Interethnic romance and reversed gender roles constitute the two major narratives threads of Winter Jasmine, andBai Li’s role as a Manchukuo working woman is essential to both. As we recall, the film begins with Bai Li playing hockey on the skating rink in the factory. Situating the female protagonist simultaneously in work and recreational locations, Winter Jasmine forcefully constructs the image of a working woman with mobility; she has access to different social spheres. In contrast, during 1930s-1940s while Man’ei films promoted the image of working women in Manchukuo, an audience in Japan could see a film about a young woman who worked as a telephone operator at a pharmaceutical company in Osaka who was forced into becoming her boss’s mistress. This film, Kenji Mizoguchi’s Osaka Elegy (1936), visualizes a stereotypical trope of modern Japanese women in the capitalist economy.

In the working place, the working woman, Ayako, is sexually objectified and constantly harassed by her boss and other male superiors. For example, the first shot of Ayako at the workplace frames her in the operator’s room. Sealed by glasses, Ayako in a kimono looks like a beautiful flower trapped in a cage (see fig.1). The potted flowers on her desk fit with her identity as decoration in the male-dominant space. A subsequent close-up of Ayako focuses on her beautiful profile and also shows all the male co-workers behind the glass window as a background. While highlighting Ayako’s sexuality on the one hand, the composition of this shot also marginalizes Ayako by placing her profile at the far left of the frame

In contrast to this depiction of the oppressed Ayako, the opening sequence of Winter Jasmine foregrounds Bai Li’s autonomy and competence in the skating rink. In this her first appearance, Bai Li’s skillful skating is centered in the frame. A long shot portrays Bai Li as the best hockey player among all the young men and young women. In the next shot of a conversation between Bai Li and a male colleague, we hear about her ability. Unlike Ayako who is filmed in a gender-segregated space, Bai Li sits side by side with a male colleague. The image thus represents gender equality in Manchukuo. Comparing Mizoguchi’s Ayako and Sasaki’s Bai Li, we can see clearly the different rendition of working women in Japanese and Manchukuo cinema. While the working woman in a Japanese company is still subject to male supremacy and is judged by her sexuality, Manchukuo’s working women seem to have independence and respect. 

In sports, movement is not related to work demands; rather, it enhances and preserves the body. What is revolutionary about Winter Jasmine is that Bai Li and Yae’s sportswomen’s bodies represent their liberty and ability to control over their own bodies; these are crucial elements of personal sovereignty. The film portrays a woman’s body not in terms of sellable sexuality but in its capacity and will for work and leisure. Bai Li and Yae’s engagement in hockey is especially striking if compared with the “youth sports film” in 1930s Japan, which uses the male body to “disseminate a performance of the physical body as the national body that corresponds to the state’s attempts to instruct people in the ways of citizenship” (Wada-Marciano 2008, 65). Whereas Japanese films of the time showed that men could move and travel, Winter Jasmine represents Bai Li and Yae as being good at hockey.
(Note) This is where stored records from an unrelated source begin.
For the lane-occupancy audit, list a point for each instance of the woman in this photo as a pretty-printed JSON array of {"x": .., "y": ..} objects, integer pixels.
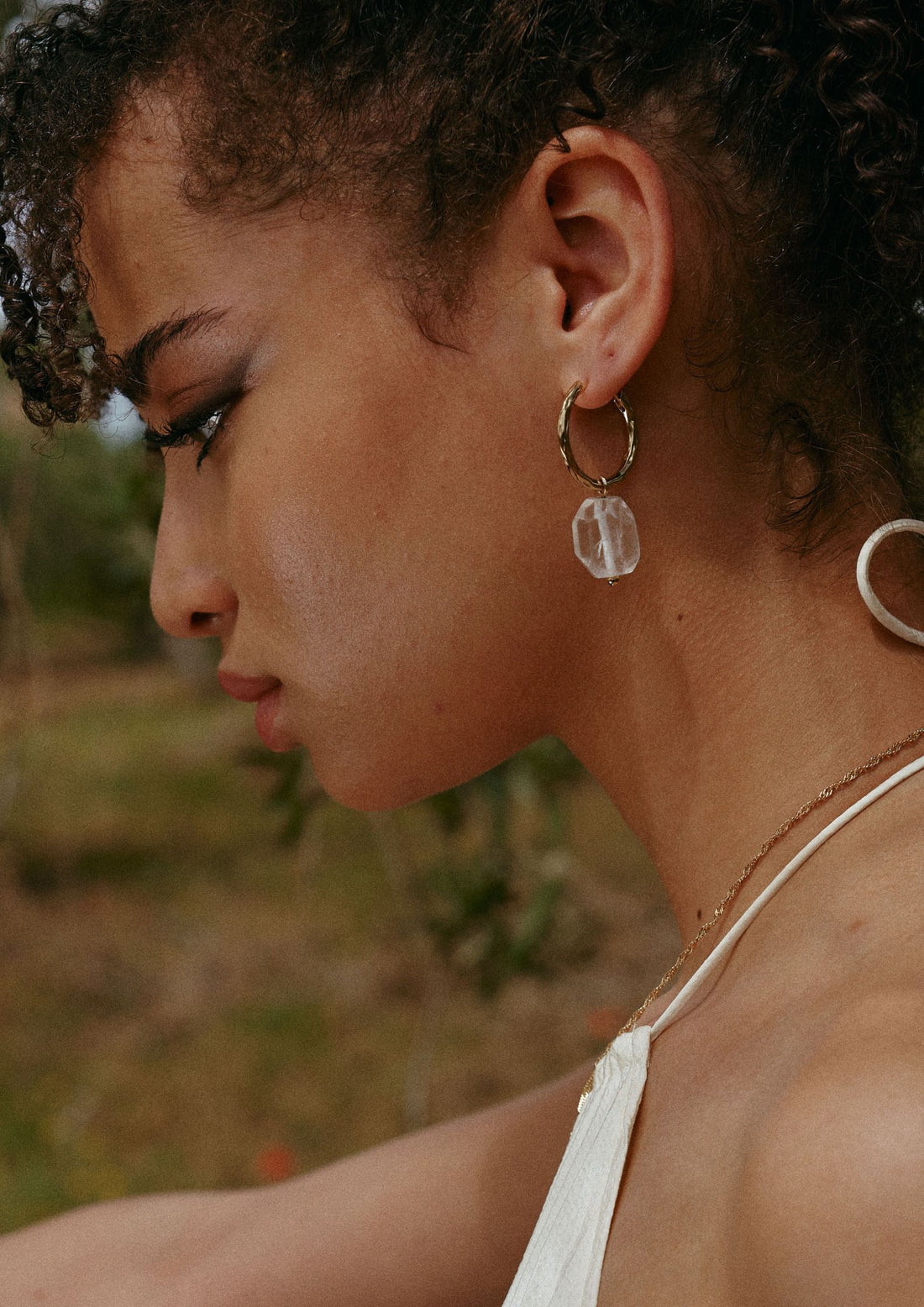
[{"x": 369, "y": 270}]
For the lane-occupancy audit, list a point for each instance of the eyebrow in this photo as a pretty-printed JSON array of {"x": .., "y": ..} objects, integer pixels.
[{"x": 135, "y": 365}]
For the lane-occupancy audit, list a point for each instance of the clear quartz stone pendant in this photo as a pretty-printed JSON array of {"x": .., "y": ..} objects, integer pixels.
[{"x": 606, "y": 538}]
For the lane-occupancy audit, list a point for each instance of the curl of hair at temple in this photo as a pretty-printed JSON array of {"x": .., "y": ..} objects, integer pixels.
[{"x": 799, "y": 126}]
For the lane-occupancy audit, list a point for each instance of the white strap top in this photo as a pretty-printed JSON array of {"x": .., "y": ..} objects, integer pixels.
[{"x": 564, "y": 1259}]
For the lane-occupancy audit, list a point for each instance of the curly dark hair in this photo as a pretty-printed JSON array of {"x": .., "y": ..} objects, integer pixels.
[{"x": 797, "y": 124}]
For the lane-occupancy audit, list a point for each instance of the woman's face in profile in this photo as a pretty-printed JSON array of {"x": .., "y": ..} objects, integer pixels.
[{"x": 381, "y": 523}]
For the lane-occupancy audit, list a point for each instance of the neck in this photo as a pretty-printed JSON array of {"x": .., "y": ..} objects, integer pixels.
[{"x": 740, "y": 681}]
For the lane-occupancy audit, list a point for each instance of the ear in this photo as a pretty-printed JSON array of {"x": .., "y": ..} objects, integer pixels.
[{"x": 599, "y": 223}]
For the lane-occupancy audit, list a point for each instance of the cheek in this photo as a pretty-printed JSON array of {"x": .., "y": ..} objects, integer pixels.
[{"x": 390, "y": 574}]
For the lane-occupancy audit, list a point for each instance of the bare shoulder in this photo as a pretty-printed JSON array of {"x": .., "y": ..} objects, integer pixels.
[
  {"x": 832, "y": 1204},
  {"x": 438, "y": 1215}
]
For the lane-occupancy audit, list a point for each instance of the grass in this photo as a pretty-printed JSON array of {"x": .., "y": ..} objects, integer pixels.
[{"x": 186, "y": 1003}]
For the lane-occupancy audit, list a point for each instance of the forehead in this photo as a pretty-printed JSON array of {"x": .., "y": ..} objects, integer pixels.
[{"x": 150, "y": 254}]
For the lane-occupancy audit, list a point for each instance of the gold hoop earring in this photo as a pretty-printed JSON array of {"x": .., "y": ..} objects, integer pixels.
[{"x": 606, "y": 535}]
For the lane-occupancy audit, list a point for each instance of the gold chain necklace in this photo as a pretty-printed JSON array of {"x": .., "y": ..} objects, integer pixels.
[{"x": 764, "y": 848}]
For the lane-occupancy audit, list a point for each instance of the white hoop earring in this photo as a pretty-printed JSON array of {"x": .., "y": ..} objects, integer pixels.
[{"x": 874, "y": 606}]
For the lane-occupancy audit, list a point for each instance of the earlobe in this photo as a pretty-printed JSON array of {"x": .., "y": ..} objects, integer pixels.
[{"x": 611, "y": 251}]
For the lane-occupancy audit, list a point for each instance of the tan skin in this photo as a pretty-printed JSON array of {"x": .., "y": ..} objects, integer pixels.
[{"x": 383, "y": 526}]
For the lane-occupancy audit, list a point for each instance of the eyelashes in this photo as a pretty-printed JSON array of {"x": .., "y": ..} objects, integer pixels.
[{"x": 199, "y": 428}]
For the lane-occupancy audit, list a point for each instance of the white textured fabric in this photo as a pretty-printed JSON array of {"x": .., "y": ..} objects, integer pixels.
[{"x": 564, "y": 1259}]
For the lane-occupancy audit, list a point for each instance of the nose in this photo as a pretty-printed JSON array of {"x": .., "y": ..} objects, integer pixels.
[{"x": 188, "y": 595}]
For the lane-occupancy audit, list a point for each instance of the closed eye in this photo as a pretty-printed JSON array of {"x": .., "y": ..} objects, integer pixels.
[{"x": 200, "y": 428}]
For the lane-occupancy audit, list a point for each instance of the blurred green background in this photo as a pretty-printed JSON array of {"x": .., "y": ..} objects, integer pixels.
[{"x": 212, "y": 975}]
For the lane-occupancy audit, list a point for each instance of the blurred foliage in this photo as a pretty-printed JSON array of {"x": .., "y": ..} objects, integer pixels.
[
  {"x": 494, "y": 900},
  {"x": 91, "y": 514}
]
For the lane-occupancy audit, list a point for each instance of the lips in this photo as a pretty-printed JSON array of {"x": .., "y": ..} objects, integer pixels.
[{"x": 267, "y": 693}]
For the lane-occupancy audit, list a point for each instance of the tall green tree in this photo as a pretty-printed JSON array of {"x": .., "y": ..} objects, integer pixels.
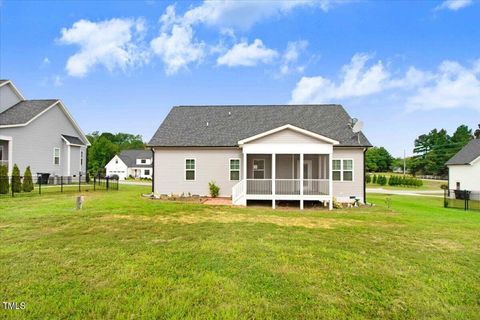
[{"x": 378, "y": 159}]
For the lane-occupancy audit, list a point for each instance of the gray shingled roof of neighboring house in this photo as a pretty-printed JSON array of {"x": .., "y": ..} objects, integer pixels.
[
  {"x": 186, "y": 126},
  {"x": 24, "y": 111},
  {"x": 73, "y": 140},
  {"x": 468, "y": 153},
  {"x": 129, "y": 157}
]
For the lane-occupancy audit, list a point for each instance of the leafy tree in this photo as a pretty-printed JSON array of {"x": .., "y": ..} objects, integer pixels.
[
  {"x": 16, "y": 182},
  {"x": 105, "y": 145},
  {"x": 27, "y": 180},
  {"x": 4, "y": 183},
  {"x": 477, "y": 132},
  {"x": 378, "y": 159}
]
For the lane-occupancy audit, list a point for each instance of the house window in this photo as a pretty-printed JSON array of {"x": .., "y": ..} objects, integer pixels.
[
  {"x": 258, "y": 169},
  {"x": 56, "y": 155},
  {"x": 337, "y": 170},
  {"x": 348, "y": 170},
  {"x": 234, "y": 169},
  {"x": 342, "y": 170},
  {"x": 189, "y": 169}
]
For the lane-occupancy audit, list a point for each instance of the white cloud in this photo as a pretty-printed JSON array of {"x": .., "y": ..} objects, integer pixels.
[
  {"x": 177, "y": 48},
  {"x": 453, "y": 86},
  {"x": 115, "y": 43},
  {"x": 247, "y": 55},
  {"x": 356, "y": 81},
  {"x": 244, "y": 14},
  {"x": 454, "y": 4},
  {"x": 291, "y": 55},
  {"x": 450, "y": 86}
]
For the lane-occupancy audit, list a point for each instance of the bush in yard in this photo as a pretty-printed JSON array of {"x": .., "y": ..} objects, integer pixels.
[
  {"x": 27, "y": 180},
  {"x": 4, "y": 184},
  {"x": 214, "y": 189},
  {"x": 16, "y": 182}
]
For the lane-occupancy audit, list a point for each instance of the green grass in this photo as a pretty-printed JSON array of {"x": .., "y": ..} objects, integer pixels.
[{"x": 123, "y": 256}]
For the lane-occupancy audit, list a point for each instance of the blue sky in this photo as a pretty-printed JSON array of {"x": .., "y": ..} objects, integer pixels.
[{"x": 401, "y": 67}]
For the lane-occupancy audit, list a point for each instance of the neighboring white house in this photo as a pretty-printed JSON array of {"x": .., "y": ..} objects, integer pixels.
[
  {"x": 41, "y": 134},
  {"x": 274, "y": 153},
  {"x": 131, "y": 163},
  {"x": 464, "y": 168}
]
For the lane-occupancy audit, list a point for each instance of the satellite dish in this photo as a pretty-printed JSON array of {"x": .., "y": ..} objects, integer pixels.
[{"x": 357, "y": 127}]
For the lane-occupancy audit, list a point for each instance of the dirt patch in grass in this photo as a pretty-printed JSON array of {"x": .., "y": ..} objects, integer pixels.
[{"x": 305, "y": 222}]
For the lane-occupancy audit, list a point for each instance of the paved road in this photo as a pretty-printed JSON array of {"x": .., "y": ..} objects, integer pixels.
[{"x": 420, "y": 193}]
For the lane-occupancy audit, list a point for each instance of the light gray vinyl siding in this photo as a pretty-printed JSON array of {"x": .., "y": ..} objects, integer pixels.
[
  {"x": 345, "y": 189},
  {"x": 210, "y": 165},
  {"x": 32, "y": 145},
  {"x": 7, "y": 97}
]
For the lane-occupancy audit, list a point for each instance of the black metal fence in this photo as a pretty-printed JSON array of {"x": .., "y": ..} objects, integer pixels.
[
  {"x": 462, "y": 199},
  {"x": 11, "y": 186}
]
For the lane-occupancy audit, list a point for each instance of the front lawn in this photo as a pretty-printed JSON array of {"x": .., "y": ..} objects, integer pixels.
[{"x": 124, "y": 256}]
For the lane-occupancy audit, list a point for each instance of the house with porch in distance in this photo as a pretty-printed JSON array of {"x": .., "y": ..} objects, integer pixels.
[
  {"x": 131, "y": 163},
  {"x": 261, "y": 152},
  {"x": 41, "y": 134}
]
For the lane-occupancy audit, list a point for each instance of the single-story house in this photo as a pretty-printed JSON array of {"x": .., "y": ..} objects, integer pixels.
[
  {"x": 464, "y": 168},
  {"x": 131, "y": 163},
  {"x": 41, "y": 134},
  {"x": 261, "y": 152}
]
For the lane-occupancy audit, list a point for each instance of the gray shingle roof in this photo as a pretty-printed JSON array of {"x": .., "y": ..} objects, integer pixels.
[
  {"x": 73, "y": 140},
  {"x": 186, "y": 126},
  {"x": 468, "y": 153},
  {"x": 24, "y": 111},
  {"x": 129, "y": 157}
]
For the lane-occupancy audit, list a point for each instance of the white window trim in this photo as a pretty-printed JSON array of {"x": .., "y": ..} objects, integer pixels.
[
  {"x": 341, "y": 170},
  {"x": 230, "y": 169},
  {"x": 253, "y": 168},
  {"x": 59, "y": 157},
  {"x": 185, "y": 169}
]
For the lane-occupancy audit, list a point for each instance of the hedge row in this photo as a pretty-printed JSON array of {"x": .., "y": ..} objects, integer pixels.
[
  {"x": 15, "y": 182},
  {"x": 394, "y": 180}
]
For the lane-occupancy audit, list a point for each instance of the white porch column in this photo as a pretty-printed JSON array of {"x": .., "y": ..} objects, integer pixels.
[
  {"x": 244, "y": 172},
  {"x": 274, "y": 171},
  {"x": 301, "y": 180},
  {"x": 330, "y": 181}
]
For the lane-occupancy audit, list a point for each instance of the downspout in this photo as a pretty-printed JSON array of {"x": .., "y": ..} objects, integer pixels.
[
  {"x": 153, "y": 169},
  {"x": 364, "y": 175}
]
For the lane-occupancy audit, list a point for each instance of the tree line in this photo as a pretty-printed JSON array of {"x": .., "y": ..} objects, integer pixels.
[
  {"x": 105, "y": 145},
  {"x": 431, "y": 151}
]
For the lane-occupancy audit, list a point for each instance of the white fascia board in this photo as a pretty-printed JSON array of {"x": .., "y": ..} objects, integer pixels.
[{"x": 291, "y": 127}]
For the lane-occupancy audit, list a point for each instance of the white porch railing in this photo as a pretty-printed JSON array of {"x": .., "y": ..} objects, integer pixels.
[
  {"x": 238, "y": 191},
  {"x": 315, "y": 187},
  {"x": 259, "y": 186},
  {"x": 285, "y": 187}
]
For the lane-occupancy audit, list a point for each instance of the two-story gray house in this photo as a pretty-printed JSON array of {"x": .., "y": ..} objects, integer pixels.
[
  {"x": 41, "y": 134},
  {"x": 258, "y": 152}
]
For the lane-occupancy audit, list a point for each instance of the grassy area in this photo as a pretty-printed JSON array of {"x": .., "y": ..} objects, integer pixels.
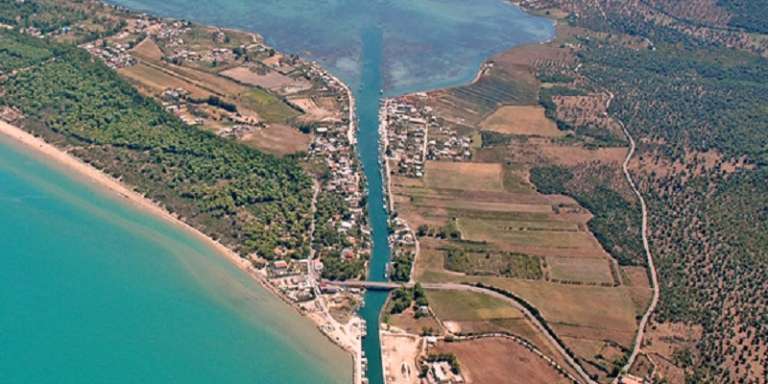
[
  {"x": 493, "y": 263},
  {"x": 455, "y": 175},
  {"x": 269, "y": 107},
  {"x": 469, "y": 306}
]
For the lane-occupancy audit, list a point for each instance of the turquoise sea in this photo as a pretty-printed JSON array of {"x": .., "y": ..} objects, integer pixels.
[
  {"x": 93, "y": 290},
  {"x": 398, "y": 46}
]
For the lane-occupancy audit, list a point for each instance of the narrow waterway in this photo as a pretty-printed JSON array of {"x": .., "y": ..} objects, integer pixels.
[
  {"x": 368, "y": 96},
  {"x": 399, "y": 46}
]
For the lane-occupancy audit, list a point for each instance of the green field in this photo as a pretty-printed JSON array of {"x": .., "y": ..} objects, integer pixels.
[
  {"x": 469, "y": 306},
  {"x": 269, "y": 107}
]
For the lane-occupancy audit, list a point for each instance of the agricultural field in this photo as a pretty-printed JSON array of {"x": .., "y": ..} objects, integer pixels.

Furthermore, the male protagonist, Murakawa, has a heavy and un-athletic body and he cannot play the game. With their agility and strength, Bai Li and Yae’s sportswomen’s bodies and mobility begin to stand for Manchukuo’s modernity.

In another contrast with Japanese film, in addition to the “youth sports film,” the Japanese director, Kurosawa Akira’s The Most Beautiful demonstrates how imperialism exploited women’s agility and strength. Made in 1944, The Most Beautiful championed a wartime spirit when Japan was in a crucial moment during the Pacific War. Women’s body and physical strength were then mobilized for devotion to mass production in order to support the empire. In contrast to Bai Li’s body, empowered with autonomy and mobility, the female workers’ bodies in The Most Beautiful are subordinated to patriarchal power. Despite the woman protagonist, at Kurosawa’s film’s beginning, the female factory workers are ignored and marginalized. Previous scholarship regarded The Most Beautiful as a “humanistic” propaganda film or even documentary-like depiction of women (Richie 1996, 26;Yoshimoto 2000, 88). However, the beginning sequence showcases the very inhuman aspect of wartime mass production. The first two empty shots show the name of the factory and an audio speaker on a factory building. Human activity only appears in the third shot, yet here we see male factory administrators who are preparing to give a speech to all the workers. In the fourth shot, the male director in medium close-up appeals to workers to strive harder to meet the war needs. In this sequence, the ordinary man looks heroic in Hollywood style lighting.. A viewer might almost mistake him as the protagonist of this film, yet the real protagonists, women workers, will not appear till later. The fifth to the eighth shots depict the assembled factory workers, the audience for this mobilization speech, all male, all emotionless and motionless. In these long shots, the army of workers looks like cluster of highly confirmative anonymous dots. Just like the optical products they manufacture that serve the war machine, the anonymous workers are also merely parts of the imperial project. However, even in this sequence that shows the nameless human parts of the war machine, one still cannot see any woman. Only in the ninth shot does a very indistinct appearance of a female worker emerge at the margin of the frame.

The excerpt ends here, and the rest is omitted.